After the treatment, tumors shrank in three of the six women. One is the original woman reported in the 2018 study, who remains cancer free to this day. The other two women had tumor shrinkage of 52 percent and 69 percent lasting 6 months and 10 months, respectively. However, some disease returned and was surgically removed. Those women now have no evidence of cancer approximately 5 years and 3.5 years, respectively, after their TIL treatment.
"We've only treated six patients with this approach," Rosenberg noted. "This is something that deserves extensive study, and we are now making a major commitment to treat patients with this approach to not only to see how effective it is, but to attempt to improve the results with it."

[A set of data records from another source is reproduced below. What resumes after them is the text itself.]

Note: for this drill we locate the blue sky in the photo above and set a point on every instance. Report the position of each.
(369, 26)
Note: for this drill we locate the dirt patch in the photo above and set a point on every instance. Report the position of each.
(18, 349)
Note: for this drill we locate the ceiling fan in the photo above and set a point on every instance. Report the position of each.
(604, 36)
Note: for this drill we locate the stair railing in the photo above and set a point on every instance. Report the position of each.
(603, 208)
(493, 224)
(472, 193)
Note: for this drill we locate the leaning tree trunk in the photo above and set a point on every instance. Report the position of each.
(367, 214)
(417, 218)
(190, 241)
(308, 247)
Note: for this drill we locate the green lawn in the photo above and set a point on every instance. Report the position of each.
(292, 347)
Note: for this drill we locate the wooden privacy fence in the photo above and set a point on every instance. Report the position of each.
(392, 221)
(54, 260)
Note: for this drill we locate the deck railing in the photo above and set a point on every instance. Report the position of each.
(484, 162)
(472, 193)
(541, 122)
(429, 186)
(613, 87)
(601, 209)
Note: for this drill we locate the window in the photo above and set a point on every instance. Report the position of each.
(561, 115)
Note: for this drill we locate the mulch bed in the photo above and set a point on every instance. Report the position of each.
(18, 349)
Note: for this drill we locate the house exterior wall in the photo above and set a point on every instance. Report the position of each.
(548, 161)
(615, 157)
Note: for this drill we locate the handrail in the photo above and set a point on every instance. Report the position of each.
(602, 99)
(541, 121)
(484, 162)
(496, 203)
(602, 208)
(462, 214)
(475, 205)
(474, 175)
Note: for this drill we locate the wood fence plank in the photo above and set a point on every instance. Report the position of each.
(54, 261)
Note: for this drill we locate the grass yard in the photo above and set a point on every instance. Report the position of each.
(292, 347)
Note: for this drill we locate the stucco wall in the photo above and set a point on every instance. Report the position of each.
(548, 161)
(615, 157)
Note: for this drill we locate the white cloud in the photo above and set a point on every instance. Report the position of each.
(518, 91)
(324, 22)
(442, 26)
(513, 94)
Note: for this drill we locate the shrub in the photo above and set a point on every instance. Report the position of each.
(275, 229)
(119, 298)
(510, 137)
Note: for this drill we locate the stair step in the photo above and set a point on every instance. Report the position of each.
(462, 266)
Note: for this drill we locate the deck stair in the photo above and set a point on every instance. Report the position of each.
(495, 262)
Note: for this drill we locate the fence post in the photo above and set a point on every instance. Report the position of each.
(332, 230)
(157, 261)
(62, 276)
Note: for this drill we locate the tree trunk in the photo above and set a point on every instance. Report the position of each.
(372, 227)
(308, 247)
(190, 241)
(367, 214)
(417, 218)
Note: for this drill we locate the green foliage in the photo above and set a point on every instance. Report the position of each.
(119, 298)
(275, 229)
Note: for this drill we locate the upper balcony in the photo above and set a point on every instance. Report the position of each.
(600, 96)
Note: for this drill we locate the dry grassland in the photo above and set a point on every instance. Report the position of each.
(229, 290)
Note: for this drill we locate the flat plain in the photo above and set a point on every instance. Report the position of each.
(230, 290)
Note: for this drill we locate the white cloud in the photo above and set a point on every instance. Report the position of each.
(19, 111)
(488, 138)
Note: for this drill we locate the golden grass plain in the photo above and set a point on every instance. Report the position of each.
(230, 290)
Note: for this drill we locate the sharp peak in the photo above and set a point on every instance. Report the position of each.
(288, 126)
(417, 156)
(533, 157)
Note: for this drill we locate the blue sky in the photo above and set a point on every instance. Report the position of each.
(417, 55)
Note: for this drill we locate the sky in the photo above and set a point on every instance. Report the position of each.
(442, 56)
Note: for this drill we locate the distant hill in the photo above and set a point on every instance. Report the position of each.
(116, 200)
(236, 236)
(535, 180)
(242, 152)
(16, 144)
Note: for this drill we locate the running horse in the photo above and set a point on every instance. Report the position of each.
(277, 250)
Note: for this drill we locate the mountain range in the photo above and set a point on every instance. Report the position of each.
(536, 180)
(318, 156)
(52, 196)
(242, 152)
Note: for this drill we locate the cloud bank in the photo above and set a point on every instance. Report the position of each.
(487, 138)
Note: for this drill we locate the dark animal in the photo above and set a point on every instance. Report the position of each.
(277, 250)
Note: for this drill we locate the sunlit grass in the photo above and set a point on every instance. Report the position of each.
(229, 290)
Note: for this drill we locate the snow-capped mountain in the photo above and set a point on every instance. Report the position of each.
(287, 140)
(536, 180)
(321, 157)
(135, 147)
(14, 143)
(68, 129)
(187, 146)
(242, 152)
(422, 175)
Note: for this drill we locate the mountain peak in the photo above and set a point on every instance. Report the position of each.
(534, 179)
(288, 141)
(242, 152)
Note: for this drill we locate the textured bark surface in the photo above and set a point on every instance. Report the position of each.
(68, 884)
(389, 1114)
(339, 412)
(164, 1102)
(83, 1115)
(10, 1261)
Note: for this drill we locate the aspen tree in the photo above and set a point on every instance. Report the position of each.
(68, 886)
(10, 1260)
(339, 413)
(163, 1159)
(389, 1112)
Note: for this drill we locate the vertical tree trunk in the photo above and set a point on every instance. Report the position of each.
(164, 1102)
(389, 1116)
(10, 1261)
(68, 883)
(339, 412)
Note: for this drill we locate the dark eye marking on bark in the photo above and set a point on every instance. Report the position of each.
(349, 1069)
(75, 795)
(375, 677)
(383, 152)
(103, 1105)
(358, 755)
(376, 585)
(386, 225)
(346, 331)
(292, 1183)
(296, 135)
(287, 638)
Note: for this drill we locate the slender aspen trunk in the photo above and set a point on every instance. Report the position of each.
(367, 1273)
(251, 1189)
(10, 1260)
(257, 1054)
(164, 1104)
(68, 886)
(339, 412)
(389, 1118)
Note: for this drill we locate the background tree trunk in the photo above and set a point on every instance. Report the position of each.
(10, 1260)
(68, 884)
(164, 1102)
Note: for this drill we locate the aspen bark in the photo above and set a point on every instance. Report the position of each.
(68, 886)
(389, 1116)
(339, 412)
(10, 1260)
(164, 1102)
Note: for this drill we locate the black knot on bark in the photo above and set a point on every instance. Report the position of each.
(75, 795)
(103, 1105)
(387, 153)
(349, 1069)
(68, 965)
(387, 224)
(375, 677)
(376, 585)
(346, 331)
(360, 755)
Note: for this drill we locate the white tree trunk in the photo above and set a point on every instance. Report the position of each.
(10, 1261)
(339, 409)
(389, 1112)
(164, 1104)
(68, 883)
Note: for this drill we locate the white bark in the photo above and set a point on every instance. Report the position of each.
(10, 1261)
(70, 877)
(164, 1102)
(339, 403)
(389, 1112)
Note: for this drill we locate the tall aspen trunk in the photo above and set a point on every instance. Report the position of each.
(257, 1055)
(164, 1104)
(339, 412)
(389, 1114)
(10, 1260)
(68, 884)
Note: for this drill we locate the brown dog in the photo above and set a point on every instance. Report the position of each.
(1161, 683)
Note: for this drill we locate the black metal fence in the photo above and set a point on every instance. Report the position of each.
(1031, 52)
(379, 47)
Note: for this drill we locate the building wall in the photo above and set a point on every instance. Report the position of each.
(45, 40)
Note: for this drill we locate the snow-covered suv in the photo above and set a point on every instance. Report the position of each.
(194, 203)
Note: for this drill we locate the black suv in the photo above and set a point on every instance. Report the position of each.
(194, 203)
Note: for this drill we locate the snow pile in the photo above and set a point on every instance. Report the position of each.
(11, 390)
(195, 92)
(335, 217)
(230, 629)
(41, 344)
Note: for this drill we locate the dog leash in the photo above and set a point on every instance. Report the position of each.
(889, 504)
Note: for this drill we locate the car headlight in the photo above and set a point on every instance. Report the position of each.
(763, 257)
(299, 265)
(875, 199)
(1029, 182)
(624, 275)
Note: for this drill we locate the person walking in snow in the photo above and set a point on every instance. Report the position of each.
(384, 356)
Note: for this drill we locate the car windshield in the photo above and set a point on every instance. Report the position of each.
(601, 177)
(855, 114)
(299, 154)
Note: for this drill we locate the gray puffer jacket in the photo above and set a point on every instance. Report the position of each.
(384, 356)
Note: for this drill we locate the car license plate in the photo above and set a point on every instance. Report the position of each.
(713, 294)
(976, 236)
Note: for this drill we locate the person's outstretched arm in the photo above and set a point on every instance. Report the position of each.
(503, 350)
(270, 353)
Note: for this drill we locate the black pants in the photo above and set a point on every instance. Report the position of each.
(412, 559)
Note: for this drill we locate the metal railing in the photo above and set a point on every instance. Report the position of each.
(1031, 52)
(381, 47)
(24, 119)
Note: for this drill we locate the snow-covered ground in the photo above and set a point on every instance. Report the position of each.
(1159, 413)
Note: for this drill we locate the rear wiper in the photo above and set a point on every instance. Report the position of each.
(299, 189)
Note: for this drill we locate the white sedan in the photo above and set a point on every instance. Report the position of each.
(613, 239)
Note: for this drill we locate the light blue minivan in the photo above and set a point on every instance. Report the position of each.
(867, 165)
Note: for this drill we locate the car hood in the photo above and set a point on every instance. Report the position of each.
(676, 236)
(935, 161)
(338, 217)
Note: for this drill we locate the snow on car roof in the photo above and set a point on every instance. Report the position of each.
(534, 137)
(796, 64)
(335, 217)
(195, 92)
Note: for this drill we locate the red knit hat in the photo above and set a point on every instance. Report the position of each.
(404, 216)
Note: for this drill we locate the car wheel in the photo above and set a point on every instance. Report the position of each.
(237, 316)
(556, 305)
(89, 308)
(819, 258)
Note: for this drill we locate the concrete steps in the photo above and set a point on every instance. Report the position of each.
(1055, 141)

His team of researchers acknowledged that the use of pembrolizumab, which has been approved for some early-stage breast cancers, may raise uncertainties about its influence on the outcome of TIL therapy. However, they said treatment with such checkpoint inhibitors alone has not led to sustained tumor shrinkage in people with hormone receptor-positive metastatic breast cancer.
"This research shows that the immune system can recognize breast cancer, and that the lymphocytes that recognize the antigens resulting from the mutations can cause cancer regression. Now we need to improve it and apply it to a larger number of patients," Rosenberg said.
Rosenberg added that, with the anticipated opening early this year of NCI's new building devoted to cell-based therapies, he and his colleagues can begin treating more individuals with metastatic breast cancer as part of the ongoing clinical trial. He noted this new immunotherapy approach will be used for people with other types of solid cancers as well.
"The most important thing now is to treat additional patients to get some idea of how often it works, and why it works in some people and not others," Rosenberg shared. "Based on that understanding, we will continue to attempt to develop improvements in this adoptive cell immunotherapy approach."
Lindsey Nolen is a contributing writer.